In addition to supporting SATA, SAS itself can also support PCIe. Currently SAS-4 supports PCIe 4.0 Lane x 4. The following table shows the interface names of various storage devices supported by SAS and the corresponding organization specifications:

The picture below is the pin assignment of SFF-8639. There are a total of 68 pins, which are divided into CS1 (S1-S7), CS2 (S8-S9), and CS3 (P1-P15) in the early stage. Later, in response to the needs of Multilink SAS, CS2 added S15-S28. Finally, E1-E25 were added to realize the requirement of PCIe Lane x 4.

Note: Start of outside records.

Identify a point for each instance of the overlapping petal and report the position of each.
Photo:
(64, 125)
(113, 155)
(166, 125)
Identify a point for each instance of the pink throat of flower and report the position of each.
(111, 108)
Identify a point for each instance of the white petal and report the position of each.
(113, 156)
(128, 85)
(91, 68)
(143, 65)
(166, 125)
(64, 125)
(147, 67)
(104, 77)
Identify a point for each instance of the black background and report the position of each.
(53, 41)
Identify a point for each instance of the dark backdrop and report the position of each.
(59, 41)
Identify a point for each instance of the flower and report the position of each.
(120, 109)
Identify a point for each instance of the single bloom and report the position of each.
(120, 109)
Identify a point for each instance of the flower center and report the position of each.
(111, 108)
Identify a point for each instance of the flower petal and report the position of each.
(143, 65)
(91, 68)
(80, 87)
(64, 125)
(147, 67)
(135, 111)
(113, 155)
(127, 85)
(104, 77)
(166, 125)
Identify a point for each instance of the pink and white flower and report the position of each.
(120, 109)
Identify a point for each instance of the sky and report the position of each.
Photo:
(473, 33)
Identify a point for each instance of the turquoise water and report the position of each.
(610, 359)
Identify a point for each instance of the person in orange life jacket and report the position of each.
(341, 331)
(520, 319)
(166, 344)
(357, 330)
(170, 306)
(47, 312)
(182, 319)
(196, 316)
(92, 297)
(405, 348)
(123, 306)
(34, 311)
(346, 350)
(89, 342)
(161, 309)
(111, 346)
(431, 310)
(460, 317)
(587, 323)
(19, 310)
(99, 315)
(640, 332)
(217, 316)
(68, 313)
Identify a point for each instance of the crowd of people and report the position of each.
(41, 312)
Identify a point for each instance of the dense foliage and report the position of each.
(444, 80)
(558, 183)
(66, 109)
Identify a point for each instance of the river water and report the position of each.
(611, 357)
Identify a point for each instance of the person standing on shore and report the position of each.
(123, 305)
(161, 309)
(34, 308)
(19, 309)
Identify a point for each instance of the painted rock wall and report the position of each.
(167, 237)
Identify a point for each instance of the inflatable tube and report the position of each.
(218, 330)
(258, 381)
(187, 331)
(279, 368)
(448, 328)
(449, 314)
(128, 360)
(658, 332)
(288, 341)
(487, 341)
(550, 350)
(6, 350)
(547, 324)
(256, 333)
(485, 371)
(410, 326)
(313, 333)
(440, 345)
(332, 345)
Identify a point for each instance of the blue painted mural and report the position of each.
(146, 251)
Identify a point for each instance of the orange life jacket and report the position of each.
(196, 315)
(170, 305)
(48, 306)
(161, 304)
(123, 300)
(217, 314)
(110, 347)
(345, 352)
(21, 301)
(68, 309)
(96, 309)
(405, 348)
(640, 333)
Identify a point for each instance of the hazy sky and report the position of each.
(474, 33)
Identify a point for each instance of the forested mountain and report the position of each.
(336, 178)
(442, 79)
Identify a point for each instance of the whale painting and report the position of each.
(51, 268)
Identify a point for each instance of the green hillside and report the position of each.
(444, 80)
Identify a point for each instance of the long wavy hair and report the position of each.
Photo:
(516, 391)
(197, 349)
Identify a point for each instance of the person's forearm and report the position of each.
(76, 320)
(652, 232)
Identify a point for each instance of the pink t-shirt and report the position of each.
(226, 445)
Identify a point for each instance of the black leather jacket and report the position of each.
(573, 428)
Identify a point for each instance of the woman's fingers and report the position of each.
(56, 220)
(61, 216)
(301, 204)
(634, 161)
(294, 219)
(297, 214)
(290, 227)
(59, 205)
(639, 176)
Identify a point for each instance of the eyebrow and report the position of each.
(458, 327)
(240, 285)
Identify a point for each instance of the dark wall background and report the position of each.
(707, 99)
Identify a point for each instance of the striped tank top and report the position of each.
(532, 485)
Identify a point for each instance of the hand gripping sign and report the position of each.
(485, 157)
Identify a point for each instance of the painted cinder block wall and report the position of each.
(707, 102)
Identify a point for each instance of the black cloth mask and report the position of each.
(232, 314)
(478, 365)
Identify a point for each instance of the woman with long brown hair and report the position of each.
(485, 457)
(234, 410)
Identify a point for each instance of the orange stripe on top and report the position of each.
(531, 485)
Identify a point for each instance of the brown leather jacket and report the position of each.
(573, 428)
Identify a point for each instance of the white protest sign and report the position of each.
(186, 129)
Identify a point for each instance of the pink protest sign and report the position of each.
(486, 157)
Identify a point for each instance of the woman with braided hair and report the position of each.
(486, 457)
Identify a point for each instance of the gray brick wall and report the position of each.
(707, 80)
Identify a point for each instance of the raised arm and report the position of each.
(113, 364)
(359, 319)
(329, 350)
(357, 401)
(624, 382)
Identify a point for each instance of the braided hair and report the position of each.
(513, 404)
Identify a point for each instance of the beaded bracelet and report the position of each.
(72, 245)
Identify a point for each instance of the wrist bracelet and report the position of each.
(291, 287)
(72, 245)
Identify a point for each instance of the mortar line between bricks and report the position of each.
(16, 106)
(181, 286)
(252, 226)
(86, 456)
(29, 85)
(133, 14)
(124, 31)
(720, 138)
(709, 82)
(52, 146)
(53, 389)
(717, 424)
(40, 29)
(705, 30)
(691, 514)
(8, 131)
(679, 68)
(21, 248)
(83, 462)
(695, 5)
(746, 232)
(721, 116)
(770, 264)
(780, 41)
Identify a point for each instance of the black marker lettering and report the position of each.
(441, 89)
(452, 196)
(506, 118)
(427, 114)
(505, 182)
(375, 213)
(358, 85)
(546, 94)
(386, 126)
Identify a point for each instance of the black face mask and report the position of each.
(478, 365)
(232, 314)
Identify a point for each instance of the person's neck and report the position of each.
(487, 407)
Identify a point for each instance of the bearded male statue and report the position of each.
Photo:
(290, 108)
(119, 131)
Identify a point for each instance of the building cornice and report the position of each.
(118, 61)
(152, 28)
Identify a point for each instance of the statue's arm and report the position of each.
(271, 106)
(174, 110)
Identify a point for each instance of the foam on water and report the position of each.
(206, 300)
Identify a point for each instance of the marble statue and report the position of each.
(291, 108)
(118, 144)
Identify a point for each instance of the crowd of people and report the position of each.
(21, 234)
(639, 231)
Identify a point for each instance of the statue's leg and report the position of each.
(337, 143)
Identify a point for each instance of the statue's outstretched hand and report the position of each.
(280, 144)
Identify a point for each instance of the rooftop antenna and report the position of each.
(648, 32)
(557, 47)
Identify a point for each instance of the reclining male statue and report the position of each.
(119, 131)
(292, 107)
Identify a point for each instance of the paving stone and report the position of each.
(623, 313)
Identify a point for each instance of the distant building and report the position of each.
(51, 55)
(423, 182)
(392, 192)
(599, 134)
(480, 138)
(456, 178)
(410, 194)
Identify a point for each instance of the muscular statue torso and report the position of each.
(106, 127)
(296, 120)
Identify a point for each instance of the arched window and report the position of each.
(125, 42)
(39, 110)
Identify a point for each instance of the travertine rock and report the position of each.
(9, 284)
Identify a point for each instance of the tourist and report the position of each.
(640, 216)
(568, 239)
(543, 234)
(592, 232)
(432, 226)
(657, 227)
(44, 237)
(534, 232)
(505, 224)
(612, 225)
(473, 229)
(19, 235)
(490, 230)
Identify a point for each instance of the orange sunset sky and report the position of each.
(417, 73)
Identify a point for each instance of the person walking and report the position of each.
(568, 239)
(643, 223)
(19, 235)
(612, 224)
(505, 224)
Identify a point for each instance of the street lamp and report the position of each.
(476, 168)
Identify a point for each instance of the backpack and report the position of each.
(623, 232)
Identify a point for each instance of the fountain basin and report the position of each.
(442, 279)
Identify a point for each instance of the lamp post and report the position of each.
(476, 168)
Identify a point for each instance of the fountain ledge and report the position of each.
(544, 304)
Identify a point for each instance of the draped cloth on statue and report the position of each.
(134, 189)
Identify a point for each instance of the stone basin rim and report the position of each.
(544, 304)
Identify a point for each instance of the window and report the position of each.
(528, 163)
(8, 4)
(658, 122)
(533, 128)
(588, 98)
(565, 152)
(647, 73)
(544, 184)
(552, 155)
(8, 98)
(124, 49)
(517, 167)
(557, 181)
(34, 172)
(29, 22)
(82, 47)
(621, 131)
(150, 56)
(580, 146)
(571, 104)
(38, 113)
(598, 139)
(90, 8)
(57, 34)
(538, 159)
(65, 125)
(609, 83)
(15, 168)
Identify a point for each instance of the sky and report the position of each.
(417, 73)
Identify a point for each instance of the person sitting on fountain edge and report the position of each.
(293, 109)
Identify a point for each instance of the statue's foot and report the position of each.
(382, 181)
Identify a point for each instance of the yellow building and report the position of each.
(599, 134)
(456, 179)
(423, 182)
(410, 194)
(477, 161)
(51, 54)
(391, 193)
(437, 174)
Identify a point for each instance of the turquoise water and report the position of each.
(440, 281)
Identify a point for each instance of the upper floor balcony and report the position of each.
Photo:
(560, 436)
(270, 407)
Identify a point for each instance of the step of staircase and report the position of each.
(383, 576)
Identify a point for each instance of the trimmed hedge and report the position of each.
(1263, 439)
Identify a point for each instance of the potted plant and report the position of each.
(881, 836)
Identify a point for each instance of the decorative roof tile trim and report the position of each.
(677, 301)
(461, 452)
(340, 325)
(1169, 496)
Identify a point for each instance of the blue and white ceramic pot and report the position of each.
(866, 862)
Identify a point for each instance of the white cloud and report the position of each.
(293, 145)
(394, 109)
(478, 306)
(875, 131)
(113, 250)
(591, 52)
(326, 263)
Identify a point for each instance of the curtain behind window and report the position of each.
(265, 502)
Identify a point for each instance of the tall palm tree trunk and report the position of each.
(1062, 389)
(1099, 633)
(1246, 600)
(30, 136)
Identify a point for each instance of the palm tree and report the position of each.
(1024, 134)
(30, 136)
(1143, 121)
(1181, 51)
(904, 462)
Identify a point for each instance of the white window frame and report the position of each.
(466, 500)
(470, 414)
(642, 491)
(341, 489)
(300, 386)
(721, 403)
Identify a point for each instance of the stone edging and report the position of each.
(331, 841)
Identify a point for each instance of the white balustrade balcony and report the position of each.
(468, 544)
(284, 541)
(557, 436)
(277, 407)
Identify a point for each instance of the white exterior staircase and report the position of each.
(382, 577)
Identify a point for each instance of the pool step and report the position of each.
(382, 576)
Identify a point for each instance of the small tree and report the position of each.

For pinouts that support each interface, please refer to the SFF-9639 specification. The following table is the high-speed signal part of the capture:

Next is the Slim SAS. Though much smaller than the original standard connector, it reduces the footprint and form factor while improving the performance of signal integrity (SI), especially in near-end crosstalk (NEXT) and far-end crosstalk (FEXT). The plug ends are connected to each other with ribbon cables for signal transmission, and there will be better air flow on the server, which improves the cooling capacity of the server.
The following figures are the appearance diagrams of Slim SAS 4X and 8x respectively. Connectors have 90-degree (Right Angle) and 180-degree (Vertical/Straight) styles:

Slim SAS 4X has 38 pins, 8X has 74 pins, the pinouts are defined as follows:

Finally, it is still necessary to understand the SI high-frequency characteristic requirements of the connector itself. The test of highest frequency is not calculated as 22.5 Gpbs * (1/2) = 11.25 GHz, but rather 22.5 * (3/4) = 16.875 GHz. In addition, the SI limit specification curve of SAS-4 also includes the characteristics of the fixture itself, as shown in the figure below (the characteristics of the fixture are defined separately in the specification INCITS 534):

So far, high-speed transmission has been upgraded to the next generation with twice the transmission rate. Faced with this challenge, the connector size has also begun to shrink as a response. In addition, it is a challenge for SI to provide higher transmission capacity by adding lanes. Furthermore, it needs to be compatible with other interfaces (such as PCIe). These three features/capabilities have become basic requirements for high-speed connectors.